Les pourparlers ont eu lieu alors que les deux pays et la Corée du Sud restaient vigilants quant à d’éventuels nouveaux tirs de projectiles par la Corée du Nord après l’échec du lancement de ce qu’elle a appelé un satellite de reconnaissance militaire mercredi, le premier jour d’une fenêtre de lancement annoncée de 11 jours.
Tout en reconnaissant une anomalie du moteur de la fusée qui transportait le satellite et de « graves défauts » révélés lors du lancement, la Corée du Nord s’est engagée à faire une autre tentative « dès que possible », selon l’Agence centrale de presse coréenne.
Le Japon, les États-Unis et la Corée du Sud ont fermement condamné la Corée du Nord pour son lancement utilisant la technologie des missiles balistiques, en violation des résolutions du Conseil de sécurité de l’ONU visant à freiner les programmes nucléaires et de missiles de Pyongyang.
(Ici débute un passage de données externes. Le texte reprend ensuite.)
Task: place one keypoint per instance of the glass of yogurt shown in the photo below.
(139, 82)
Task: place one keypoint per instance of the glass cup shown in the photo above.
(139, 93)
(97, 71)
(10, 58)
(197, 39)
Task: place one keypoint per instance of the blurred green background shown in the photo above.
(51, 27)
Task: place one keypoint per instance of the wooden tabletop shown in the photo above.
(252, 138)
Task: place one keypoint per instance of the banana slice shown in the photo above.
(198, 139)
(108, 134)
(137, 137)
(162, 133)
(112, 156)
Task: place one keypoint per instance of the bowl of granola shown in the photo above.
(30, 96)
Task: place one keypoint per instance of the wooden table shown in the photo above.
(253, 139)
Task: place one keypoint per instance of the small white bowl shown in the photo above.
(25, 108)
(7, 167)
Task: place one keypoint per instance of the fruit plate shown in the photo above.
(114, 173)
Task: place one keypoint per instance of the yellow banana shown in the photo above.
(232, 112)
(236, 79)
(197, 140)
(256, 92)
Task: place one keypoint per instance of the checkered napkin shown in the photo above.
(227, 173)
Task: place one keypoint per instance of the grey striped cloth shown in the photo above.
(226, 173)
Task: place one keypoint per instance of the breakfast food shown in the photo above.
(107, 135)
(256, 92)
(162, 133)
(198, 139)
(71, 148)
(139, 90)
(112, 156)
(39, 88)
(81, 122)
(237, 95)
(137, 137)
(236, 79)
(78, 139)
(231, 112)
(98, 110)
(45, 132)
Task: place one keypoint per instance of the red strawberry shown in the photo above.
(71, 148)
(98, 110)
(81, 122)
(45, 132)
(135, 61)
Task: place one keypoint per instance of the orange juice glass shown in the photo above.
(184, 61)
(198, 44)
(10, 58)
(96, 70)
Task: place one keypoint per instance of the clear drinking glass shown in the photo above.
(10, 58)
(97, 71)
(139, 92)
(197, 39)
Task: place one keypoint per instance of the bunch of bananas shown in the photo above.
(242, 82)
Au début des pourparlers avec Austin, Hayashi a déclaré que la situation sécuritaire grave dans la région était « clairement démontrée par l’intensification des activités nucléaires et de missiles nord-coréens », comme l’a démontré le lancement de projectiles de la veille.
« Nous optimisons la posture de notre force d’alliance et mettons à jour nos rôles et missions pour renforcer la dissuasion », a déclaré Austin à Hayashi en réponse, faisant également référence à la coercition chinoise et à la guerre de la Russie en Ukraine.
La Corée du Nord a effectué un record de 37 essais de missiles l’année dernière et a continué à tirer des missiles balistiques cette année, avec des craintes persistantes que le pays secret ne se prépare à effectuer son septième essai nucléaire, le premier depuis septembre 2017.
Le Japon travaille avec les États-Unis pour renforcer les capacités de dissuasion de l’alliance sur la base de sa stratégie de sécurité nationale qui a été mise à jour en décembre dernier.
La stratégie a marqué un changement majeur dans la politique de sécurité du Japon en vertu de sa Constitution pacifiste, avec l’acquisition de soi-disant capacités de contre-attaque, ou capacités de frappe de la base ennemie, et un objectif de doubler son budget annuel de la défense à environ 2 % du produit intérieur brut sur cinq ans. années.
Pour développer des capacités de contre-attaque, le Japon a décidé de déployer des missiles de croisière Tomahawk à longue portée de fabrication américaine alors que le pays prépare des équivalents développés au niveau national.
Austin est arrivé au Japon lors de la première étape d’une tournée dans quatre pays qui le mènera également à Singapour, en Inde et en France. À Singapour, il participera à un sommet annuel clé sur la défense régionale, connu sous le nom de Dialogue Shangri-La.